Todas estas novedades artísticas, los cambios sociales y políticos, incidirán inmediatamente sobre el corazón mismo de la música: el compositor, un hombre inmerso en un mundo interno, angustiado por los muchos interrogantes que le plantea el mundo, a la busca de un lenguaje que le permita expresar sus aspiraciones estéticas, directamente emanadas de las cuestiones más trascendentes que le afectan: el amor, la muerte, la vida ultraterrena, la relación con la Naturaleza, la libertad, la justicia…
Es cierto que el Romanticismo, predominio del sentimiento sobre la razón, de la expresión apasionada sobre la contenida, de la exageración y la fantasía más quimérica sobre el equilibrio y la mesura, tuvo grandes figuras literarias, desde Leopardi y Novalis hasta Espronceda y Musset, desde Hölderlin y Hoffmann a Keats y Byron, pero ha sido en la música, acaso por la asemanticidad del discurso musical, donde el espíritu romántico ha encontrado su más alta expresión. Novalis entendía la música como meta inalcanzable, lo único capaz de aunar las mejores esencias del resto de las artes, como también pensaba Ludwig Tieck.
La queja roussoniana en el «Emilio»: «Yo buscaba siempre lo que no existía… ¿tengo la culpa acaso de que no exista lo que amo?». En un camino abierto a la música, capacitada mejor que arte alguno para expresar, como vehículo de lo indecible, esos anhelos de ideal. Bécquer lo resumió en la célebre rima XI, cuyos últimos versos, «soy incorpórea, soy intangible: / no puedo amarte / -Oh, ven; ven tú», lo dicen todo del hombre romántico.
Pocas personalidades encarnan mejor esas aspiraciones de perfección, bondad y belleza, que Robert Schumann, cuya obra tiene todos los ingredientes artísticos y literarios -fruto, por otra parte, de una gran cultura y una comunión plena con las inquietudes de su tiempo- para representar el ideal romántico y, a la vez, la frustración del soñador. Pero, a través de su obra para piano entra en la música un elemento que ha generado un grave error sobre la esencia misma del arte musical, el de creer que la música puede describir cosas, reflejar de algún modo el contenido de los textos literarios. Y poco a poco, se dio paso a la música instrumental, sinfónica o de cámara, con programa o argumento. La música pretendidamente descriptiva o programática va a causar grandes equívocos entre los aficionados, aunque debemos absolverla por las piezas maestras que ha suscitado a lo largo del siglo XIX y aún después.

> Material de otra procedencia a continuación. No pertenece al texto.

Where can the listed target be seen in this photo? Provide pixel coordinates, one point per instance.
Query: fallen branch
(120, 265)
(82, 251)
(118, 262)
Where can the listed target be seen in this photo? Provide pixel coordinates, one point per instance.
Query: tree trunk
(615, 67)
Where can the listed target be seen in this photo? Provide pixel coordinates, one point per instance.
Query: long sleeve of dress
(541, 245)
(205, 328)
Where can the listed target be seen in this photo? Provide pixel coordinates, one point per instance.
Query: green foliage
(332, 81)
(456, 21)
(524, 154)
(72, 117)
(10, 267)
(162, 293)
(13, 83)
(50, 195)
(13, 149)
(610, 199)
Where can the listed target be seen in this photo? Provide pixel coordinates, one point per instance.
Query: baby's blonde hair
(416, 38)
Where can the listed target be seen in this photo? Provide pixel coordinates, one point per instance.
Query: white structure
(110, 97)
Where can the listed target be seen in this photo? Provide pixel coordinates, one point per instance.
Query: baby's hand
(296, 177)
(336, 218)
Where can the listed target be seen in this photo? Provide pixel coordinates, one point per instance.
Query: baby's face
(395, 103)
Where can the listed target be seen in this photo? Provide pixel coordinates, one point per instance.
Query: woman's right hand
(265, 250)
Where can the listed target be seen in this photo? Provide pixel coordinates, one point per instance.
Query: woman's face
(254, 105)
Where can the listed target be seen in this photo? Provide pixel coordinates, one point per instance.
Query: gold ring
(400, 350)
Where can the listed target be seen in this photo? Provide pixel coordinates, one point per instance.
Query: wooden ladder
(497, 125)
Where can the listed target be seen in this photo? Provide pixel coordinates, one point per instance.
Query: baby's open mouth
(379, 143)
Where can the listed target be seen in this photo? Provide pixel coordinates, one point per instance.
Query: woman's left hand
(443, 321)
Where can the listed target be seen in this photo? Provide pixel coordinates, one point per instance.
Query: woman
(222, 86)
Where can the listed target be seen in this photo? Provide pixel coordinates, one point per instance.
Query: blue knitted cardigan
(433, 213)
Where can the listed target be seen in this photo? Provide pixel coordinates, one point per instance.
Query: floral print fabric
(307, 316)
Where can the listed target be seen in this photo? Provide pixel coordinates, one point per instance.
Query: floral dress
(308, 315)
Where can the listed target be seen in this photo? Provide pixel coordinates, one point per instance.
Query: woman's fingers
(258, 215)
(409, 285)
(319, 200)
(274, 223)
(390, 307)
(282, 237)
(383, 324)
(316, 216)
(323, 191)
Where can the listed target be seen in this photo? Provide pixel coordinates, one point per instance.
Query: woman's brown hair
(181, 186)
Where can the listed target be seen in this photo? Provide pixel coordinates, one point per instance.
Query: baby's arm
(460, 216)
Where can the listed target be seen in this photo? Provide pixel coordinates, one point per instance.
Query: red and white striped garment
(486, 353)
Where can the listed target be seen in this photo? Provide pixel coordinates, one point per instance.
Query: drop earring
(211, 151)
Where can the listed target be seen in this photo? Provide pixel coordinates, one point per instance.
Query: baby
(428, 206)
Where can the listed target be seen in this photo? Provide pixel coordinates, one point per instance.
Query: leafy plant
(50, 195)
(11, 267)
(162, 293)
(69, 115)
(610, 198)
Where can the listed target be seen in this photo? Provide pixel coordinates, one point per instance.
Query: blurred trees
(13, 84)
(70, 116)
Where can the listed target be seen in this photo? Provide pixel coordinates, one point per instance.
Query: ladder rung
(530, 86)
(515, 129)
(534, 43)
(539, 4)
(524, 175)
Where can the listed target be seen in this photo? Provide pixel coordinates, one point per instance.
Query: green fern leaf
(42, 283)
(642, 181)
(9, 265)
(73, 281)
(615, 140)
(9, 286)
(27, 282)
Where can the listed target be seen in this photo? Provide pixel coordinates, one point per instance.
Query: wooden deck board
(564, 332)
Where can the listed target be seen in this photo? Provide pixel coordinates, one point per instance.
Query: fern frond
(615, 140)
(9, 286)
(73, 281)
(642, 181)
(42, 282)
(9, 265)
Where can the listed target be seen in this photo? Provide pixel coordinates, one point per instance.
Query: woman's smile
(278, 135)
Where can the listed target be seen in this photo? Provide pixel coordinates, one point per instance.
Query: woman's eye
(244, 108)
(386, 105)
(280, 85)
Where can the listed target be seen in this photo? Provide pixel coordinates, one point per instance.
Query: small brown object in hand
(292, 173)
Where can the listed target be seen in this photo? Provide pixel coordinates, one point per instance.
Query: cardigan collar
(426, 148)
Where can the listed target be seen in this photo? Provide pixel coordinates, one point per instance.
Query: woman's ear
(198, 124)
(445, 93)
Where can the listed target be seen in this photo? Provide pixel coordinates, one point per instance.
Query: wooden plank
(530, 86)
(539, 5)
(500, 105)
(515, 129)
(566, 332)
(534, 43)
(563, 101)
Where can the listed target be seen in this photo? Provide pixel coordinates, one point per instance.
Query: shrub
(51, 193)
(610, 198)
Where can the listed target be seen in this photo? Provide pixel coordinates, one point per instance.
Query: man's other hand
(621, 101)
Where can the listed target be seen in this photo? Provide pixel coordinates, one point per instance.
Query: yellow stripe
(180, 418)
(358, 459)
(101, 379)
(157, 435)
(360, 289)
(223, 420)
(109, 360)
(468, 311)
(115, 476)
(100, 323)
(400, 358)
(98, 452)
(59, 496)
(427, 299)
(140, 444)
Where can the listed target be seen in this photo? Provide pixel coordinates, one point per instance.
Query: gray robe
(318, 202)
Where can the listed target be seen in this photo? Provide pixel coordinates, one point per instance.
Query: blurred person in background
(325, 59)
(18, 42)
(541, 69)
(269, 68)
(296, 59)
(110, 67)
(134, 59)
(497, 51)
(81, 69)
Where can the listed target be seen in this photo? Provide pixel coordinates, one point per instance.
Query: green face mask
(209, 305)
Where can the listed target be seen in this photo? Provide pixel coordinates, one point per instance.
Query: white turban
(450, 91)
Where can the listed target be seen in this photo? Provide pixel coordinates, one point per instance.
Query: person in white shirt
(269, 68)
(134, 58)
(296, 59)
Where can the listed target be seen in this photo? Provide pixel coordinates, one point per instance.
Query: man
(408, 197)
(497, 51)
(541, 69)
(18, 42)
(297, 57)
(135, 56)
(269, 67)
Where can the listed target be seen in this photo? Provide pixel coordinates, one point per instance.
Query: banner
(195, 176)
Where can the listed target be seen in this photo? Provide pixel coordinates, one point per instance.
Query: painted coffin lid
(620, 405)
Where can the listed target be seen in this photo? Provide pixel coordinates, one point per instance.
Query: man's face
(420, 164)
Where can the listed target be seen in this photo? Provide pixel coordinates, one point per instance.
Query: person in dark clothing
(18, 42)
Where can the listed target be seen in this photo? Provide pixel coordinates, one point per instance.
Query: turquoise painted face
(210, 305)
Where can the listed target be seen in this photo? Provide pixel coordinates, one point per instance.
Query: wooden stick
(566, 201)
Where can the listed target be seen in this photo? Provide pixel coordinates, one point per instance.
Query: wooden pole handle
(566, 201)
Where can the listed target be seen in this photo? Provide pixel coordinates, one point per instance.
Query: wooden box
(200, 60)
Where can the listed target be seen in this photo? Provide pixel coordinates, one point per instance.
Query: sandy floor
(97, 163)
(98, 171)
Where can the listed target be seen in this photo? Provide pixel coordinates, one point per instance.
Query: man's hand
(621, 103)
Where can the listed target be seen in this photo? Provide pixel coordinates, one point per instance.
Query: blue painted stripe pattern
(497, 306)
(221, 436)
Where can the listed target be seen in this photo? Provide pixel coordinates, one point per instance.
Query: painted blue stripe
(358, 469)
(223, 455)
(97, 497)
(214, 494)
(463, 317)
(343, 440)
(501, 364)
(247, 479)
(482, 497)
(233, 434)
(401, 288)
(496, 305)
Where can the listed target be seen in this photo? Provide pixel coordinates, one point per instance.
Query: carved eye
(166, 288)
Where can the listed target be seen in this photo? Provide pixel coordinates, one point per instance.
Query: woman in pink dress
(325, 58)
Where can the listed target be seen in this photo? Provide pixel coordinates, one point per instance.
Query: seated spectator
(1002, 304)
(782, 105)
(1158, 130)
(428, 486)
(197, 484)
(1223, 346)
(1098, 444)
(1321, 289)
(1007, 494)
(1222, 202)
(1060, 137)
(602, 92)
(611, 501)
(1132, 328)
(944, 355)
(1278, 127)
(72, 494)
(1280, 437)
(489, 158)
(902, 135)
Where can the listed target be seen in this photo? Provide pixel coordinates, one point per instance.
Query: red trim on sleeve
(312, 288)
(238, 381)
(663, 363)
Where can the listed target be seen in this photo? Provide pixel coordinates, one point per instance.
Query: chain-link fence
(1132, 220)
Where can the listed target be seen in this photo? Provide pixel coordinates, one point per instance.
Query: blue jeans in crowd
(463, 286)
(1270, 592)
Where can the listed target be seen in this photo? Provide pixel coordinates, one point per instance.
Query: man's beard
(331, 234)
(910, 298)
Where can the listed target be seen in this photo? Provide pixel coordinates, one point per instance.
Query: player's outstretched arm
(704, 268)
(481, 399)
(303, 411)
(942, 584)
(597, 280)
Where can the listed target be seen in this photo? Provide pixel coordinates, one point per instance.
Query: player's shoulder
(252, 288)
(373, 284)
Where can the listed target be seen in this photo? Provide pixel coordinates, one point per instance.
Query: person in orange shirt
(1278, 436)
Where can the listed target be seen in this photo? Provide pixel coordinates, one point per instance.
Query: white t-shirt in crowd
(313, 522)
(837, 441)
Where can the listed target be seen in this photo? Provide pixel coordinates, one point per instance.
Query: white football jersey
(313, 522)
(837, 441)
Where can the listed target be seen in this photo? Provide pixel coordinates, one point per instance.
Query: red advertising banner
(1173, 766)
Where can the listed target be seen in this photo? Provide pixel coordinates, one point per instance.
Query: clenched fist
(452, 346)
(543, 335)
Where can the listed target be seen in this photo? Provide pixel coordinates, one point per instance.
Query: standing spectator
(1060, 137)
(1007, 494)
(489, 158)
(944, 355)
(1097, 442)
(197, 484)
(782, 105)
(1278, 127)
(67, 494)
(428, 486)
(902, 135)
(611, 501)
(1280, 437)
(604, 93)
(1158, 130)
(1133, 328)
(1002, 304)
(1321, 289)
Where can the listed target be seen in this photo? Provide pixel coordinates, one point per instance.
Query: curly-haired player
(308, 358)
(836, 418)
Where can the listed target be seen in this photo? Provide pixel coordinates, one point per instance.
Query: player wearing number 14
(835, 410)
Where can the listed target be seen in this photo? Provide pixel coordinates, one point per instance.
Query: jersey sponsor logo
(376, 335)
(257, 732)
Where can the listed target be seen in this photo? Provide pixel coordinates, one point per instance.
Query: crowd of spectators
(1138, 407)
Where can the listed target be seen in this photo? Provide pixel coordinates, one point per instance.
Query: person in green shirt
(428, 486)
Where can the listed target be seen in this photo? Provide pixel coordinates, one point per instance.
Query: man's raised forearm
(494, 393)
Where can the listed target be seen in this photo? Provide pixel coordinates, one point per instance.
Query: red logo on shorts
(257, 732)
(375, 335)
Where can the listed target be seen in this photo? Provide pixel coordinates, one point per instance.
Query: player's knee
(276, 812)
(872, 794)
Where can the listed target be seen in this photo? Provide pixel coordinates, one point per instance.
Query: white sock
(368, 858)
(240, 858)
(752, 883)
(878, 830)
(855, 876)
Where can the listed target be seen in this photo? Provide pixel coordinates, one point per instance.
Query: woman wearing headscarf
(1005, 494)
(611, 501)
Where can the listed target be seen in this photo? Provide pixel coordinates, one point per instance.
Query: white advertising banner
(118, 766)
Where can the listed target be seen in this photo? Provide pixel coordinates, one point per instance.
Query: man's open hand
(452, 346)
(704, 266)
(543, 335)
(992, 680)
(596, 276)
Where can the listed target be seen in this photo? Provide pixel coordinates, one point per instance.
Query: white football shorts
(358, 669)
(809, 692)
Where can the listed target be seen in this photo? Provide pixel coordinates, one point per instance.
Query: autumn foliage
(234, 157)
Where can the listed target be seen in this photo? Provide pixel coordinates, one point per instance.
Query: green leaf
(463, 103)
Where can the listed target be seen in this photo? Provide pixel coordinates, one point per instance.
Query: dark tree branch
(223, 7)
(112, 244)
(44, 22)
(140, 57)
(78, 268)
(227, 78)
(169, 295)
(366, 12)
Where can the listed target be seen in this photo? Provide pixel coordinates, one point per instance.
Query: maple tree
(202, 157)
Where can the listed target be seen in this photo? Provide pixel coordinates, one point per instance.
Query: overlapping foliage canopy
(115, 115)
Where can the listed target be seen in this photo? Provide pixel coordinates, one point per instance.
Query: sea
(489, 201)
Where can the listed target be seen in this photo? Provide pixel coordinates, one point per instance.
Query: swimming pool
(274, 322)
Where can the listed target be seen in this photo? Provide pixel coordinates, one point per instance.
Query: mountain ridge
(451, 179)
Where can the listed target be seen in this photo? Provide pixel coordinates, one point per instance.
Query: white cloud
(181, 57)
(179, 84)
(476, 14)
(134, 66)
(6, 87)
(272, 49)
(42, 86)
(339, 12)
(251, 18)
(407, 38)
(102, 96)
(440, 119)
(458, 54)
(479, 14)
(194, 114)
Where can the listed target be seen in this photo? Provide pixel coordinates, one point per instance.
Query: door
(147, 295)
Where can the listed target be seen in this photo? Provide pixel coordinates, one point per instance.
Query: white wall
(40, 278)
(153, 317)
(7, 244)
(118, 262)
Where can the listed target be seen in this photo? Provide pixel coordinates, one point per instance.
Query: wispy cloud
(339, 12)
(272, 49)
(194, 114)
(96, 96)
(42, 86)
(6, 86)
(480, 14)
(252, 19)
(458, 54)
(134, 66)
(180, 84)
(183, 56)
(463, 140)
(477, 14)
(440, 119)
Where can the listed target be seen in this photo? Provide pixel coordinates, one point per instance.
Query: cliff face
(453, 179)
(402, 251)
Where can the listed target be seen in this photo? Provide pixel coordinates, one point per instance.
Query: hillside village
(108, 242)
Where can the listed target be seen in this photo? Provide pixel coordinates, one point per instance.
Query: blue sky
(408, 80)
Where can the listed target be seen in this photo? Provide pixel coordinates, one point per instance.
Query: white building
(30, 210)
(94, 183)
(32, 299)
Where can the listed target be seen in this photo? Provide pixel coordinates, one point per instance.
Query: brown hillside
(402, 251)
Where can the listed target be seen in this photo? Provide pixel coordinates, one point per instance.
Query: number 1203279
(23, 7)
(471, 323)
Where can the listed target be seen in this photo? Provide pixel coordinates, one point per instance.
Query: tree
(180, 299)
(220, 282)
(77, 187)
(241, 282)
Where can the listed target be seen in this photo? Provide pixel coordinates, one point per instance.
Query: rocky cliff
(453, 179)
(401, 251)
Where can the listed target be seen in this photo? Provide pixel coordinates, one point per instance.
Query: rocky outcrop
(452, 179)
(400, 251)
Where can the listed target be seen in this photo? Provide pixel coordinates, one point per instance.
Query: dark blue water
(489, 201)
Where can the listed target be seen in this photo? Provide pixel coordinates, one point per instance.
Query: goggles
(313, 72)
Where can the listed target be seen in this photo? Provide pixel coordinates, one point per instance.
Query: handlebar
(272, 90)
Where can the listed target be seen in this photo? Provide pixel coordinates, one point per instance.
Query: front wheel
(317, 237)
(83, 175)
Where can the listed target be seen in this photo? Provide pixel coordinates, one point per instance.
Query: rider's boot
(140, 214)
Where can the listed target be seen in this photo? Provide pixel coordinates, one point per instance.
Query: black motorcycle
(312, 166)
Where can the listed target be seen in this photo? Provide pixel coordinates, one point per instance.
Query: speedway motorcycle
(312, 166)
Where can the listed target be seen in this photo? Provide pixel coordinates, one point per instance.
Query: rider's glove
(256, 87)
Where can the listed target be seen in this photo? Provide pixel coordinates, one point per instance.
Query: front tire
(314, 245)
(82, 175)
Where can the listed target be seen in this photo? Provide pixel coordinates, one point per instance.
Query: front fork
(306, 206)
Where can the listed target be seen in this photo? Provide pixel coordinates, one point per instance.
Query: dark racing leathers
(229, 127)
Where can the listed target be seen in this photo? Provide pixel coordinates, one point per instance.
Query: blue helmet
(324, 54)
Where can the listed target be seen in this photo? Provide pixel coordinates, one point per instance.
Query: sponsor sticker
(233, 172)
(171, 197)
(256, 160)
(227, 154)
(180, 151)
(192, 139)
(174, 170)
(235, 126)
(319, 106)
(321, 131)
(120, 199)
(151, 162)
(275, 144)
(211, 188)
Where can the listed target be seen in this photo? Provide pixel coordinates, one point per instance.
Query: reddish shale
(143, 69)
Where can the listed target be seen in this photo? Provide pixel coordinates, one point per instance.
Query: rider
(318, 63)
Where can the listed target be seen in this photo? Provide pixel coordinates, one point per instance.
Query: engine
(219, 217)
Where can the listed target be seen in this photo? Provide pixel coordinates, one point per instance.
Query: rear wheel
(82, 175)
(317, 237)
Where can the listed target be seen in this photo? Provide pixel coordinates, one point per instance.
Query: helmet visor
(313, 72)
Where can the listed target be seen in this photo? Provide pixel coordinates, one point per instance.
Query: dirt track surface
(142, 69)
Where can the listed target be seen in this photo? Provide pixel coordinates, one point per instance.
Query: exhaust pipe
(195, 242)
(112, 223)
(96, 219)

No es éste lugar para estudiar la aportación a la historia de la música de los grandes compositores románticos, los que cubren la primera mitad del siglo XIX, comenzando por Schubert y Beethoven. De este último, figura suprema del arte musical, Schopenahuer escribió: «En una sinfonía de Beethoven oímos las voces de todas las pasiones humanas: alegría, tristeza, amor, odio, temor… y las escuchamos en todos sus matices y graduaciones, pero todo como si fuese abstracto y sin particularizar; oímos sencillamente su forma sin substancia, como un mundo puramente espiritual.»
¿Hay acaso mejor definición de lo romántico?